Prüfen Sie jedes Argument. Gerade, wenn es von Experten kommt, muss es nachvollziehbar und nicht mit anderen Quellen zu erschüttern sein. Ansonsten nehmen Sie es nicht an. Die Konsequenz daraus lautet: Treffen Sie keine Entscheidung für etwas, was Sie nicht verstehen. Jeder Punkt, den Sie nicht verstehen, birgt Risiken, die Sie nicht steuern können.
Entscheidung im Einzelfall
Treffen Sie niemals dieselbe Entscheidung wie immer, bloß weil etwas so aussieht wie immer. Jede Entscheidung hat eine Einzelfallprüfung verdient und nötig. Beispiel aus dem Privatleben:
Sie: Schatz, schau dir mal die Hecke an, die solltest du jetzt wirklich mal schneiden.
Er: Ja, ja spare dir die Litanei, ich weiß schon, was du sagen willst. Ich nehme mir nie Zeit für solche Arbeiten, ich kümmere mich nicht um die Kinder, ich lasse dich mit der ganzen Gartenarbeit alleine usw.
War das der Beginn eines Beziehungsstreits? Hätte er nachgefragt, wäre ihm aufgefallen, dass Sie dieses Mal wirklich nur die Rosenhecke meinte d.h., prüfen Sie jeden Fall einzeln.
1. Perfektionisten
- Erkennen Sie ihre Fesseln!
- Wie sehr sind Sie Perfektionist?
Kennen Sie das? Da werden Tabellen und Texte ewig formatiert bis sie perfekt aussehen. Und das unabhängig von der Fertigstellung und/oder Bedeutung des Inhalts.
Erkennen Sie Ihre Fesseln. Es ist leicht die Fesseln, die Sie behindern, zu leugnen. Aber beantworten Sie sich ehrlich die Frage: In wie weit lasse ich mich von solchen Fesseln einschränken?
Perfektionisten können nicht aus ihrer Haut, denn das, was sie machen, müssen sie richtig machen. Wie sehr sind Sie Perfektionist, bedeutet: wann entscheiden Sie sich für mehr als nötig ist, für mehr als sinnvoll ist, für mehr als erwartet wird oder für mehr als angesichts Ihrer Zeit und anderer Ressourcen vertretbar ist.
Wer perfekt entscheiden möchte, kann nicht richtig entscheiden.
2. Die Altruismusfalle – Wann entscheiden Sie sich nicht für sich?

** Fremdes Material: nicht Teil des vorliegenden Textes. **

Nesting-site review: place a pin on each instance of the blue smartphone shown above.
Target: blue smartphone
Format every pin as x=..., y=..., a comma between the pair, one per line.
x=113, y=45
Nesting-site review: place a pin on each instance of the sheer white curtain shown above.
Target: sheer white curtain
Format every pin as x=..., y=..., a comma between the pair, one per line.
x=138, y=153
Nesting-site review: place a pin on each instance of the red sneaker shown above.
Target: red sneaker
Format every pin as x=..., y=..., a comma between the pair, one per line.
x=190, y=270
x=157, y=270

Eine Mitarbeiterin oder ein Mitarbeiter gibt Kunden zu viele Rabatte, genehmigt Kulanzen oder gewährt Nachlässe. Auch übernimmt sie die für Kollegen Zusatzaufgaben, hilft hier und unterstützt da, räumt die Kaffeeküche auf, gießt Blumen im Sitzungsraum etc. Ihr Argument lautet: Das muss doch auch gemacht werden und es macht doch sonst keiner, da muss ich das doch übernehmen. Natürlich ist die Entscheidung falsch, Aufgaben zu übernehmen, die sie nichts angehen, denn Selbstlosigkeit ist kein Unternehmenszweck. Wann entscheiden Sie sich nicht für sich? Entscheiden sie immer mit dem Fokus darauf, was andere von Ihnen erwarten.
3. Der Workaholic
Der Workaholic, nennen wir ihn Klaus, hat zwar Familie, aber die sieht ihn kaum. Wenn er Entscheidungen zu treffen hat, entscheidet er nicht nach Notwendigkeit oder Rentabilität. Er entscheidet vielmehr danach, ob die Aufgabe mehr Arbeit für ihn abwirft, nach dem Motto viel Feind, viel Ehr.

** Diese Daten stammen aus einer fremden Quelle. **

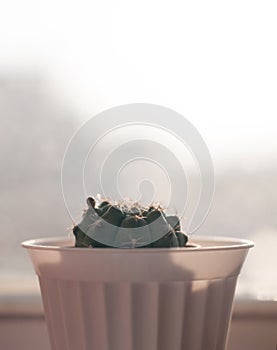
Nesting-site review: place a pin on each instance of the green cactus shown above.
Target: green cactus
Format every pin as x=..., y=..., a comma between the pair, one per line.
x=106, y=225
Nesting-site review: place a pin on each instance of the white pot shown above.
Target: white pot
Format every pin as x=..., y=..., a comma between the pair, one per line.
x=138, y=299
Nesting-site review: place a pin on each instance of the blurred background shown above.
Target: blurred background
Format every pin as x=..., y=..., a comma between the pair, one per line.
x=214, y=62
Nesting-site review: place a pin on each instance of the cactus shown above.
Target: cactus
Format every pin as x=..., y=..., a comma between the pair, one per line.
x=109, y=223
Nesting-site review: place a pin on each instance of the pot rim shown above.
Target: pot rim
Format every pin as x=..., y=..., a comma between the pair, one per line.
x=211, y=243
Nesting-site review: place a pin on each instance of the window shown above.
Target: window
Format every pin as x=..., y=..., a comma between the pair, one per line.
x=217, y=68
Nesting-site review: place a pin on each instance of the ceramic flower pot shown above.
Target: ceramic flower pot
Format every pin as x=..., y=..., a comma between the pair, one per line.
x=138, y=299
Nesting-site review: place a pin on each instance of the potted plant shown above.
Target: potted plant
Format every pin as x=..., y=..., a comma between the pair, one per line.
x=129, y=279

Stellen Sie sich also als Workaholic die Frage: Treffen Sie Ihre Entscheidungen ergebnisorientiert? Oder aufwandsmaximierend?
4. Die Hektischen
Ines ist immer total im Stress und macht immer 5 Dinge gleichzeitig. Ihr Job ist halt so stressig. Komischerweise haben andere Kollegen, die mit ihr zusammen arbeiten diesen Stress nicht, denn diese arbeiten eine Aufgabe nach der anderen ab. Es liegt also nicht am Job, es liegt an Ines. Was sie macht, muss sie hektisch machen, das liegt in ihrem „inneren Skript“. Werden Sie also zum Happy-Hektiker und hinterfragen Sie sich einfach jedes Mal: wie (sehr) mache ich selbst Stress, wann mache ich mir Stress und wozu mache ich mir Stress.

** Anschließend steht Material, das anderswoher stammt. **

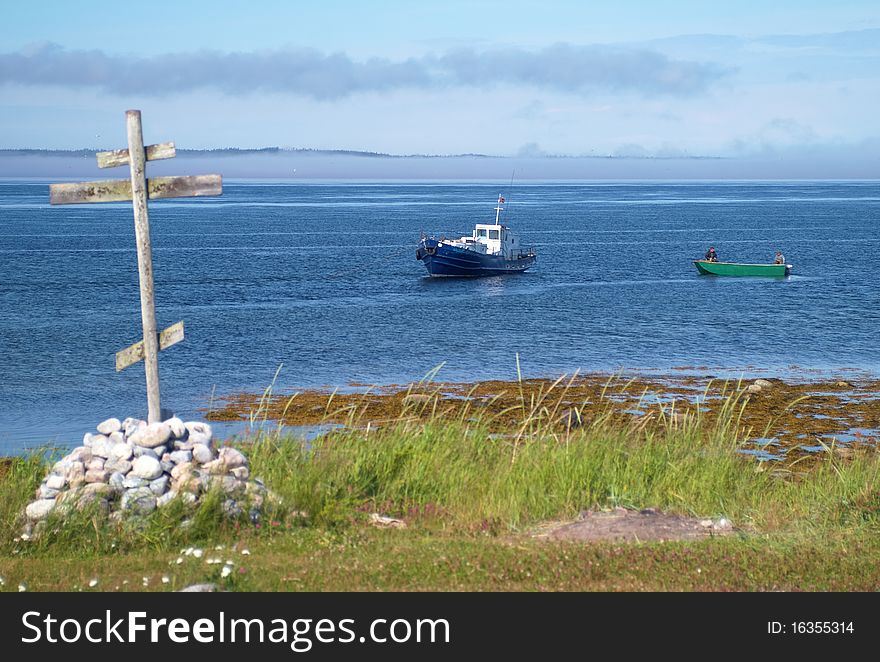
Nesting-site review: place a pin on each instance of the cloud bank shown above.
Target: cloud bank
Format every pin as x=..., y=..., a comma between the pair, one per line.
x=310, y=73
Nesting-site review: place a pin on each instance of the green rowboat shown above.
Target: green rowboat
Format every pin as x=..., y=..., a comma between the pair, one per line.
x=736, y=269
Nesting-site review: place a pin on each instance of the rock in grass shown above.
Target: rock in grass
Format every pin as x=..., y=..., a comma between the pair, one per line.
x=231, y=508
x=199, y=433
x=40, y=509
x=101, y=445
x=109, y=426
x=46, y=492
x=178, y=427
x=385, y=522
x=55, y=482
x=160, y=485
x=202, y=453
x=146, y=467
x=232, y=458
x=179, y=457
x=199, y=588
x=240, y=473
x=151, y=436
x=166, y=498
x=117, y=480
x=139, y=501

Treten Sie beiseite und betrachten Sie sich selbst von außen mit den Augen eines Dritten. Sie sind für Ihren Job Ihr eigener Experte. Anderen könnten Sie sagen, wie diese Stress reduzieren. Tun Sie es auch für sich selbst.
5. Die Rambomanie
Haben Sie manchmal das Gefühl, dass Sie alles alleine schaffen müssen. Wie realistisch ist diese Annahme, wenn Sie andere noch nicht einmal um Unterstützung gebeten haben oder Aufgaben gar nicht delegiert haben? Insbesondere Führungskräfte im Berufsleben, aber auch Mütter leiden unter dieser Entscheidungsfessel. Kennen Sie das? „Alles im Haushalt muss ich allein machen. Die Kleinen helfen mir kein bisschen und sogar den Müll muss ich selber heraustragen“.
Dazu meint eine 7- jährige, die das zufällig mit bekam, „aber Mama sag doch einfach, wenn ich den Müll weg bringen soll.“
Die Mutter darauf, ja man kann von einer 9- jährigen doch nicht verlangen, dass sie selber darauf kommt nach dem Müll zu gucken, ob er voll ist und ihn dann selbständig rauszutragen.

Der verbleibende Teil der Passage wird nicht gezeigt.